Laurent_R has asked for the wisdom of the Perl Monks concerning the following question:

Dear fellow monks, I just ran into the following problem running a Perl program under VMS.
perl -v This is perl, v5.8.6 built for VMS_IA64 (with 2 registered patches, see perl -V for more detail) Copyright 1987-2004, Larry Wall (...)
(You don't need to tell me that this is a very old version of Perl, I know, I agree, and there isn't much I can do about it.)

I have a small program trying to list the files on a disk partitioned by age and by size, with some typical code like this:

for my $entry (@files) { # @files contains the files I want to lo +ok at next if -z $entry; my $size = -s $entry; # more code
My problem is that for a dozen or so very large files, the $size variable takes a negative value. For example, in one specific case, I got the following value: -426648576. Note that the stat function returns the same negative value in field # 7 (size in bytes) and an empty string for field # 12 (size in blocks).

Obviously, the stat function and the -s file test operator are suffering from integer overflow.

Also note that POSIX's stat does not help and gives the same result.

I have found a work around: using a VMS system command within backticks to get the size blocks from VMS and then proceed with the necessary extraction and conversion. The specific file example above gives me a size of 7,555,310 blocks, which corresponds to about 3.8 GB (a VMS block is equal to 512 bytes). So, I am OK, my program does what I want with this work around.

I wonder, however, if there isn't a better way to get the size in pure Perl (i.e. without running a VMS system command within backticks), without having this integer overflow problem. Any idea?

Replies are listed 'Best First'.
Re: Integer overflow in -s or file stat results
by pryrt (Abbot) on Mar 07, 2017 at 15:41 UTC
    perl -V:sizesize -V:sizetype

    On my Win32 perl 5.24.0 x64, I get 8byte size_t. On my ancient CentOS 4.6 perl 5.8.5 (got you beat with how ancient a perl I'm stuck with is), I see 4byte size_t. If you convert your 4byte negative into a 4byte unsigned, or into a float using float(4byte signed integer) + 2**32, you'll get your 3.8GB size:

    perl -e 'printf "%08x => %.0f => %.3e\n", $_, $_+2**32, $_+2**32 for -426648576'

    I am thus betting you'll get -V:sizesize of 4 bytes, (edit:) but it will be a float rather than an int

    edit2: improve parens in the paragraph. Also, to base the conversion on the sizesize, use Config; $Config{sizesize}==4 ? convert($filesize): $filesize...

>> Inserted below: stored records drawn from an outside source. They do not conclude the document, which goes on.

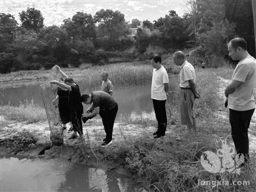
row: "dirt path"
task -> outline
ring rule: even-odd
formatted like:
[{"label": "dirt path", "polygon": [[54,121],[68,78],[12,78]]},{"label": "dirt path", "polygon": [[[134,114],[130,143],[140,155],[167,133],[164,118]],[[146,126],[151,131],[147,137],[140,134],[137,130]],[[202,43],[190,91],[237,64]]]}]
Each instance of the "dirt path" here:
[{"label": "dirt path", "polygon": [[[145,114],[143,118],[154,120],[155,117],[154,114],[151,113]],[[106,136],[100,118],[90,120],[83,124],[84,140],[68,140],[72,134],[68,132],[69,127],[68,124],[67,129],[63,131],[64,147],[79,148],[81,146],[81,140],[84,141],[84,145],[89,144],[90,147],[97,147],[102,143]],[[1,116],[0,128],[0,147],[2,149],[0,156],[8,154],[22,155],[26,151],[29,156],[37,156],[44,147],[51,143],[51,131],[47,122],[26,124],[26,122],[10,122]],[[166,134],[170,134],[173,129],[168,127]],[[156,128],[152,126],[116,122],[113,128],[113,143],[118,143],[121,140],[129,142],[131,138],[134,138],[146,134],[152,136]]]}]

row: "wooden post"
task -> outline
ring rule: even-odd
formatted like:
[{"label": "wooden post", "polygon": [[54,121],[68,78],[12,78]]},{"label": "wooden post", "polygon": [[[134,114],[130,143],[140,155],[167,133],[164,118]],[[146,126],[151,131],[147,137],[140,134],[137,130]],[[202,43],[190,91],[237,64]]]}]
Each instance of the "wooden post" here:
[{"label": "wooden post", "polygon": [[255,43],[255,56],[256,56],[256,0],[252,0],[252,8],[253,15],[254,41]]},{"label": "wooden post", "polygon": [[52,103],[52,100],[56,97],[54,90],[49,83],[42,84],[40,87],[46,116],[51,130],[51,141],[54,145],[61,145],[63,144],[63,132],[60,122],[60,118],[58,106]]},{"label": "wooden post", "polygon": [[59,109],[57,104],[52,103],[56,98],[58,86],[51,84],[51,80],[60,80],[61,75],[56,70],[56,65],[52,68],[49,77],[45,83],[40,85],[44,106],[51,130],[51,141],[54,145],[63,144],[63,131],[60,124]]}]

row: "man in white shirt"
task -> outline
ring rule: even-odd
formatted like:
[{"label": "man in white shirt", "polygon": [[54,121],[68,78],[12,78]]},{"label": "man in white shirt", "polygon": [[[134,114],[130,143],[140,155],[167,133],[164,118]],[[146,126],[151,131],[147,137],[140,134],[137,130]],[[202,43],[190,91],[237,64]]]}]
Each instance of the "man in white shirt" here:
[{"label": "man in white shirt", "polygon": [[228,44],[228,51],[232,59],[239,62],[225,91],[225,105],[227,102],[236,152],[244,155],[244,163],[249,163],[248,129],[255,108],[253,93],[256,83],[256,60],[247,52],[247,42],[243,38],[232,39]]},{"label": "man in white shirt", "polygon": [[193,111],[195,99],[200,97],[196,90],[196,74],[193,65],[186,60],[182,51],[173,54],[173,61],[180,66],[180,109],[181,124],[186,125],[189,132],[196,132],[196,119]]},{"label": "man in white shirt", "polygon": [[[113,95],[113,84],[111,81],[108,79],[108,73],[104,72],[101,74],[101,79],[102,83],[101,84],[101,91]],[[95,108],[92,113],[86,113],[82,117],[82,120],[85,124],[87,120],[92,119],[96,116],[99,113],[99,108]]]},{"label": "man in white shirt", "polygon": [[161,65],[161,58],[156,55],[150,60],[153,69],[151,86],[151,98],[153,100],[156,118],[158,122],[157,130],[153,135],[159,138],[165,135],[167,126],[166,110],[165,102],[169,88],[169,78],[164,67]]},{"label": "man in white shirt", "polygon": [[111,81],[108,79],[108,74],[106,72],[102,72],[101,75],[102,84],[101,84],[101,90],[106,93],[109,93],[110,95],[113,95],[113,84]]}]

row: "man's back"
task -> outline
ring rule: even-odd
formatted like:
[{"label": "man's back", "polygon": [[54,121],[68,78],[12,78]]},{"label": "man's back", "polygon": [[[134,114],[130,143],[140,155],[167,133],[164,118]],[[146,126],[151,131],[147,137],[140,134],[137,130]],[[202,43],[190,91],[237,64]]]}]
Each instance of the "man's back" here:
[{"label": "man's back", "polygon": [[92,92],[92,100],[95,107],[100,107],[106,110],[111,109],[116,105],[116,101],[111,95],[102,91]]},{"label": "man's back", "polygon": [[234,71],[232,79],[243,82],[243,84],[228,95],[229,108],[236,111],[254,109],[255,103],[253,92],[256,83],[255,59],[249,56],[240,61]]},{"label": "man's back", "polygon": [[113,92],[113,84],[109,79],[108,79],[107,81],[102,81],[102,84],[101,84],[101,90],[108,93]]}]

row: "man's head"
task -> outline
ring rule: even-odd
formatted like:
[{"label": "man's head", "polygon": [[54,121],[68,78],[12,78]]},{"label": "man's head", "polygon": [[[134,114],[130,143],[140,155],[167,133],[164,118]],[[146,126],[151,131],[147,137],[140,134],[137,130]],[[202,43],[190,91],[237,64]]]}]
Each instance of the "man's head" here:
[{"label": "man's head", "polygon": [[243,38],[234,38],[228,44],[228,51],[233,60],[241,61],[247,52],[247,42]]},{"label": "man's head", "polygon": [[72,78],[70,77],[67,77],[66,79],[65,79],[64,80],[64,83],[67,84],[67,85],[70,86],[71,84],[72,84],[72,83],[74,83],[74,80]]},{"label": "man's head", "polygon": [[158,54],[155,55],[154,57],[150,58],[150,63],[154,68],[159,68],[161,67],[161,63],[162,59]]},{"label": "man's head", "polygon": [[101,74],[101,79],[104,81],[106,81],[108,80],[108,74],[106,72],[102,72]]},{"label": "man's head", "polygon": [[181,65],[185,61],[186,56],[182,51],[176,51],[173,54],[173,62],[177,65]]},{"label": "man's head", "polygon": [[81,96],[81,101],[86,104],[92,104],[92,94],[83,94]]}]

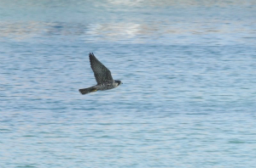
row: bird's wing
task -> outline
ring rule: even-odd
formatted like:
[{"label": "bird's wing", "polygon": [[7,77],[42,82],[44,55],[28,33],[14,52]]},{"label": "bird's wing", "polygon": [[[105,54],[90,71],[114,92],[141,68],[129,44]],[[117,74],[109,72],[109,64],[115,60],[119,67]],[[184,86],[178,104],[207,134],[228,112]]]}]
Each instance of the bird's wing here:
[{"label": "bird's wing", "polygon": [[97,84],[113,81],[110,70],[94,56],[93,53],[89,53],[89,58]]}]

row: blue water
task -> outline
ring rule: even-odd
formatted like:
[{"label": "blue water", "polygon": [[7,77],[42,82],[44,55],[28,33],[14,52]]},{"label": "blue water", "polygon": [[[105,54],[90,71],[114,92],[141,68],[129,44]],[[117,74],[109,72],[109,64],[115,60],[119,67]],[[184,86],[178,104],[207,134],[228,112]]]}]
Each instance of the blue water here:
[{"label": "blue water", "polygon": [[[0,1],[0,167],[256,167],[256,3]],[[96,84],[93,52],[123,85]]]}]

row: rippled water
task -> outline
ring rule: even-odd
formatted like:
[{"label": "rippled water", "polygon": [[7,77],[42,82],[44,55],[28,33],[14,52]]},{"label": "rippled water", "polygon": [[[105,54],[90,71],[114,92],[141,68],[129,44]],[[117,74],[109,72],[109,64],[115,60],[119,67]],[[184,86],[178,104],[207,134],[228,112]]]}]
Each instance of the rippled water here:
[{"label": "rippled water", "polygon": [[[0,1],[0,167],[255,167],[254,1]],[[96,84],[88,53],[124,84]]]}]

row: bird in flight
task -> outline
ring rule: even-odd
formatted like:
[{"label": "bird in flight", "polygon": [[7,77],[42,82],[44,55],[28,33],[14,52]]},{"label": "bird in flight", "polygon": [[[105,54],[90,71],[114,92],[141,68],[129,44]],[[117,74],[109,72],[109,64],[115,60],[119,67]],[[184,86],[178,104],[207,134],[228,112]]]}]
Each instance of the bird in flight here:
[{"label": "bird in flight", "polygon": [[93,53],[89,53],[89,58],[90,67],[97,84],[88,88],[79,89],[81,94],[109,90],[122,84],[121,81],[113,80],[112,78],[110,70],[94,56]]}]

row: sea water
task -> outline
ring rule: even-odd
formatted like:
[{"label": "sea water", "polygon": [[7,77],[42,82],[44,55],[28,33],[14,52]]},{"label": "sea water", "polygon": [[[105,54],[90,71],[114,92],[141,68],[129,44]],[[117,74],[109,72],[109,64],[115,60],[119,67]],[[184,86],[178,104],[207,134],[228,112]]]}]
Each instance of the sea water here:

    edit3: clarify signed integer as the argument to float(); remove extra single-quote in edit2. Why didn't I see these before posting?

      Thank you very much, pryrt for these ideas.

      Unfortunately,

      perl -V:sizesize -V:sizetype
      does not produce anything useful under VMS (just the same output as Perl -V)

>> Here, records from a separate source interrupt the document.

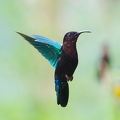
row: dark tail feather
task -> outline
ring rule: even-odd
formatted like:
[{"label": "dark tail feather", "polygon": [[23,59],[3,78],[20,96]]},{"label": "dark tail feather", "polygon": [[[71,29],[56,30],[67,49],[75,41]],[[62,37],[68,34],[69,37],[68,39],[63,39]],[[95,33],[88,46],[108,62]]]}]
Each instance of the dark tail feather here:
[{"label": "dark tail feather", "polygon": [[57,104],[66,107],[69,98],[69,86],[67,81],[55,80]]}]

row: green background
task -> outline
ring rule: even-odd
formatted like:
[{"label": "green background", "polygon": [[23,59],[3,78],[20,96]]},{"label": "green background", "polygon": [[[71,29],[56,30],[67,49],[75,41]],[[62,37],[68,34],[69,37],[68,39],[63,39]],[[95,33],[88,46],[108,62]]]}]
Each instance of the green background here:
[{"label": "green background", "polygon": [[[15,31],[62,43],[68,31],[91,30],[77,42],[79,65],[66,108],[56,104],[54,68]],[[103,43],[109,81],[99,82]],[[120,120],[113,95],[120,78],[119,0],[0,0],[0,120]]]}]

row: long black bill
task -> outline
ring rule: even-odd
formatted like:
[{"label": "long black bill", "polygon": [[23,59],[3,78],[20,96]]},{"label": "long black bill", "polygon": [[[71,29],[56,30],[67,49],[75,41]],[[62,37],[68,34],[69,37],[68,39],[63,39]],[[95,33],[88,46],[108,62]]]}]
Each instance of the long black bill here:
[{"label": "long black bill", "polygon": [[77,35],[80,35],[81,33],[91,33],[91,31],[90,31],[90,30],[79,31],[79,32],[77,33]]}]

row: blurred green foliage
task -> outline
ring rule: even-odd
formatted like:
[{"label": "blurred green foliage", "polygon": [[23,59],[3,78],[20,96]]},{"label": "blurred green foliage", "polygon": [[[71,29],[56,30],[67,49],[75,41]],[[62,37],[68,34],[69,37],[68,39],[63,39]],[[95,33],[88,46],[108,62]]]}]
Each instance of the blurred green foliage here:
[{"label": "blurred green foliage", "polygon": [[[120,76],[119,0],[0,0],[0,120],[120,120],[112,94]],[[68,31],[91,30],[77,42],[79,65],[68,106],[56,104],[54,69],[15,31],[62,43]],[[109,45],[110,80],[98,82],[96,64]]]}]

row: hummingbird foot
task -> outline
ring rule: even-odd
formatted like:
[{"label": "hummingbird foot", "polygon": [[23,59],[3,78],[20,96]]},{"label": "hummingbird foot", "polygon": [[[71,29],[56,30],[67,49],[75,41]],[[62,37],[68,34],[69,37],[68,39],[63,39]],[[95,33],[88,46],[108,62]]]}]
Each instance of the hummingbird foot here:
[{"label": "hummingbird foot", "polygon": [[67,78],[67,81],[72,81],[73,80],[73,76],[65,75],[65,77]]}]

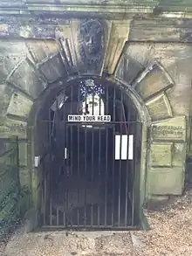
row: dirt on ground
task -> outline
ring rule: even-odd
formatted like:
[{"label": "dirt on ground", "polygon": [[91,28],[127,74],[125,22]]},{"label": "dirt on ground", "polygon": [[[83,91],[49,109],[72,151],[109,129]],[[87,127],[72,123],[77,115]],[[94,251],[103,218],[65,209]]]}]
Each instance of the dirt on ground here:
[{"label": "dirt on ground", "polygon": [[[192,255],[192,185],[182,197],[146,210],[149,231],[98,233],[14,234],[2,241],[0,256]],[[4,250],[6,246],[6,249]]]}]

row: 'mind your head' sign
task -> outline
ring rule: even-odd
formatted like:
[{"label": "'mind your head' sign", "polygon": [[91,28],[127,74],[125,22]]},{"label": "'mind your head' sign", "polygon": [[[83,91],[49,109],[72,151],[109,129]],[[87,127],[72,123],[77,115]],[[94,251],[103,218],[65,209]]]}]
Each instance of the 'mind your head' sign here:
[{"label": "'mind your head' sign", "polygon": [[68,121],[111,121],[111,115],[75,115],[69,114]]}]

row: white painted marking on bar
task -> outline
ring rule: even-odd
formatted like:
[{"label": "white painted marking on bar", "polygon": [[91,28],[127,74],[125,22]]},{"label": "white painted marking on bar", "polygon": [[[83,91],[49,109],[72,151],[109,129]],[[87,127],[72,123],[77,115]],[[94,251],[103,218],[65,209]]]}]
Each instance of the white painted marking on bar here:
[{"label": "white painted marking on bar", "polygon": [[128,136],[127,135],[121,135],[121,160],[127,159],[127,141]]},{"label": "white painted marking on bar", "polygon": [[69,114],[68,115],[68,121],[101,121],[101,122],[107,122],[111,121],[111,115],[77,115],[77,114]]},{"label": "white painted marking on bar", "polygon": [[128,160],[134,159],[134,135],[128,135]]},{"label": "white painted marking on bar", "polygon": [[115,160],[120,160],[120,135],[115,135]]},{"label": "white painted marking on bar", "polygon": [[35,156],[35,167],[38,167],[40,156]]},{"label": "white painted marking on bar", "polygon": [[65,148],[65,159],[67,159],[67,148]]}]

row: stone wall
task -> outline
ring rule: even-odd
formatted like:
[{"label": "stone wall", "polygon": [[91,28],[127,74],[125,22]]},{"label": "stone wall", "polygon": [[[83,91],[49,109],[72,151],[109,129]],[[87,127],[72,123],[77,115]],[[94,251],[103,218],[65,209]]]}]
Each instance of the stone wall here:
[{"label": "stone wall", "polygon": [[[19,136],[21,183],[35,201],[40,178],[34,167],[34,106],[41,108],[52,86],[87,74],[123,84],[141,119],[147,120],[142,143],[147,157],[143,154],[138,170],[146,196],[180,195],[190,134],[192,48],[183,42],[190,40],[181,29],[184,21],[170,21],[168,32],[164,20],[154,20],[154,25],[151,19],[21,20],[0,24],[0,136]],[[85,48],[85,26],[97,29],[95,55]]]}]

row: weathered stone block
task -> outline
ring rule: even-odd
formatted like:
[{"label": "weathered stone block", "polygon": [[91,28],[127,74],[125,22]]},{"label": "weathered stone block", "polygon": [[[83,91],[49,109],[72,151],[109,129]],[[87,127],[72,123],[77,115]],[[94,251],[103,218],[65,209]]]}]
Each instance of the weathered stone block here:
[{"label": "weathered stone block", "polygon": [[155,122],[151,127],[152,140],[160,141],[186,141],[185,116],[176,116],[161,122]]},{"label": "weathered stone block", "polygon": [[150,149],[150,164],[152,166],[167,166],[172,164],[173,143],[153,143]]},{"label": "weathered stone block", "polygon": [[38,71],[27,59],[20,63],[16,71],[9,77],[8,81],[31,98],[37,98],[45,86],[45,83],[40,79]]},{"label": "weathered stone block", "polygon": [[146,106],[152,121],[173,116],[169,100],[164,93],[147,101]]},{"label": "weathered stone block", "polygon": [[147,66],[134,85],[136,91],[144,100],[171,86],[173,86],[172,80],[158,63]]},{"label": "weathered stone block", "polygon": [[31,174],[28,169],[20,167],[19,179],[21,187],[26,186],[27,188],[31,188]]},{"label": "weathered stone block", "polygon": [[0,81],[4,81],[22,59],[26,58],[24,42],[0,41]]},{"label": "weathered stone block", "polygon": [[26,139],[27,122],[8,118],[0,119],[0,136],[7,138],[10,135]]},{"label": "weathered stone block", "polygon": [[11,96],[7,114],[27,118],[32,104],[33,102],[25,96],[14,93]]},{"label": "weathered stone block", "polygon": [[186,143],[174,143],[173,149],[173,165],[185,166],[186,160]]},{"label": "weathered stone block", "polygon": [[39,65],[39,70],[50,83],[66,76],[65,68],[59,53],[51,56],[45,62]]},{"label": "weathered stone block", "polygon": [[53,40],[28,41],[27,48],[37,64],[58,52],[58,46]]},{"label": "weathered stone block", "polygon": [[19,165],[27,165],[27,142],[19,142]]},{"label": "weathered stone block", "polygon": [[183,168],[151,168],[147,183],[151,195],[181,195],[184,186]]},{"label": "weathered stone block", "polygon": [[119,62],[115,75],[121,80],[131,84],[142,70],[144,70],[144,66],[140,62],[124,53]]},{"label": "weathered stone block", "polygon": [[13,88],[5,84],[0,85],[0,116],[4,116],[10,104]]},{"label": "weathered stone block", "polygon": [[130,20],[113,21],[106,51],[105,70],[109,74],[113,73],[126,41],[128,38]]}]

      Converting the negative output would work for the specific example I gave, but I am afraid it is probably not a reliable option because some other files are still significantly larger (10 GB, or so), so there is no way for me to know how many times I would need to add 2**32.

      Thanks anyway for your answer.

Re: Integer overflow in -s or file stat results
by BrowserUk (Patriarch) on Mar 07, 2017 at 17:00 UTC

    It'll probably suffer the same flaw, but you could try POSIX::lseek with SEEK_END and an offset of 0. If successful it returns the byte offset of the position it reached.

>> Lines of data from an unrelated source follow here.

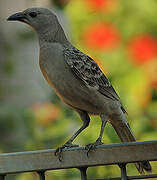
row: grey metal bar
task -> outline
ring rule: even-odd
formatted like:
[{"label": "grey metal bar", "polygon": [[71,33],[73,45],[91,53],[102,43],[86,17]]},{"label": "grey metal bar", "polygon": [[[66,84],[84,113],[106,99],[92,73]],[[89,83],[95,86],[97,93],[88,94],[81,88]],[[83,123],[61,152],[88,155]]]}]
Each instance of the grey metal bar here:
[{"label": "grey metal bar", "polygon": [[87,167],[78,168],[81,172],[81,180],[87,180]]},{"label": "grey metal bar", "polygon": [[101,145],[86,156],[84,147],[63,150],[63,161],[55,150],[0,154],[0,174],[91,167],[157,160],[157,141]]},{"label": "grey metal bar", "polygon": [[[157,174],[150,174],[150,175],[140,175],[140,176],[127,176],[127,180],[134,180],[134,179],[148,179],[148,178],[157,178]],[[91,179],[91,180],[121,180],[121,177],[115,178],[104,178],[104,179]]]},{"label": "grey metal bar", "polygon": [[121,180],[127,180],[126,164],[119,164],[121,169]]},{"label": "grey metal bar", "polygon": [[5,175],[0,175],[0,180],[4,180],[5,179]]},{"label": "grey metal bar", "polygon": [[40,176],[40,180],[45,180],[45,172],[44,171],[39,171],[37,172]]}]

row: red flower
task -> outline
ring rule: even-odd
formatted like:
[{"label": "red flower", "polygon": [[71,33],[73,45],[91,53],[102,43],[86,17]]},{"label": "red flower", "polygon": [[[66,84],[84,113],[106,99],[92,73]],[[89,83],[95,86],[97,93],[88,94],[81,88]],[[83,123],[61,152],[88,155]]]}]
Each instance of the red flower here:
[{"label": "red flower", "polygon": [[117,46],[120,35],[111,24],[93,23],[84,30],[83,40],[89,48],[106,50]]},{"label": "red flower", "polygon": [[138,64],[151,61],[157,55],[157,43],[150,35],[135,37],[129,44],[129,53]]},{"label": "red flower", "polygon": [[89,6],[96,11],[112,9],[115,2],[115,0],[86,0],[86,1],[89,4]]}]

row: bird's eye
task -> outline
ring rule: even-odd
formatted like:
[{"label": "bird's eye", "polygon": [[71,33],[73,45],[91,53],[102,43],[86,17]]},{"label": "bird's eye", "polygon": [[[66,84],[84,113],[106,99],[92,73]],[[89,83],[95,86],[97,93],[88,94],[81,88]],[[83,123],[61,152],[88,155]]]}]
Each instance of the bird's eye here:
[{"label": "bird's eye", "polygon": [[29,16],[32,17],[32,18],[34,18],[34,17],[37,16],[37,13],[36,13],[36,12],[30,12],[30,13],[29,13]]}]

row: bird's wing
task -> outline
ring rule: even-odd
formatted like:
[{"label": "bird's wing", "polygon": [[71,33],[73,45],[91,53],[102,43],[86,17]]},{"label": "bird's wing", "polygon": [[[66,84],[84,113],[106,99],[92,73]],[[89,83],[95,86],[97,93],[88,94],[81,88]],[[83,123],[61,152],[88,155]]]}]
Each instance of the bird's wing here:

    If it was really important to avoid system, you could step through the file using seek() with SEEK_CUR and a relative offset of 2**31 (remembering how many steps) and reading a byte until the read fails; then step back to the last good position and do a binary chop until you find the last position at which you can read a byte.

    All in all, system is almost certainly preferable.


    With the rise and rise of 'Social' network sites: 'Computers are making people easier to use everyday'
    Examine what is said, not who speaks -- Silence betokens consent -- Love the truth but pardon error.
    "Science is about questioning the status quo. Questioning authority". The enemy of (IT) success is complexity.
    In the absence of evidence, opinion is indistinguishable from prejudice.
      Thank you, BrowserUk for your help.

      POSIX's lseek does indeed suffer of the same flaw and returns a negative integer.

      I guess you're right: unless some other monk comes up with a miraculous solution, I'll stick with with a call to the VMS system.

      Thank you for your help.

      Update: fixed a typo.

Re: Integer overflow in -s or file stat results
by Anonymous Monk on Mar 07, 2017 at 14:57 UTC
      Says it's not implemented in VMS, but you might try calling syscall() with no args just to see what happens. Other than that, I think you'd need to use XS.
        Thank you for your answer.

        It confirms that syscall is not implemented with a one-liner test:

        The syscall function is unimplemented at -e line 1.
        I will not try to write XS code under VMS, my knowledge of the VMS internals is much too poor. I guess I'll have to live with the work around described earlier.

        Thank you anyway for your effort.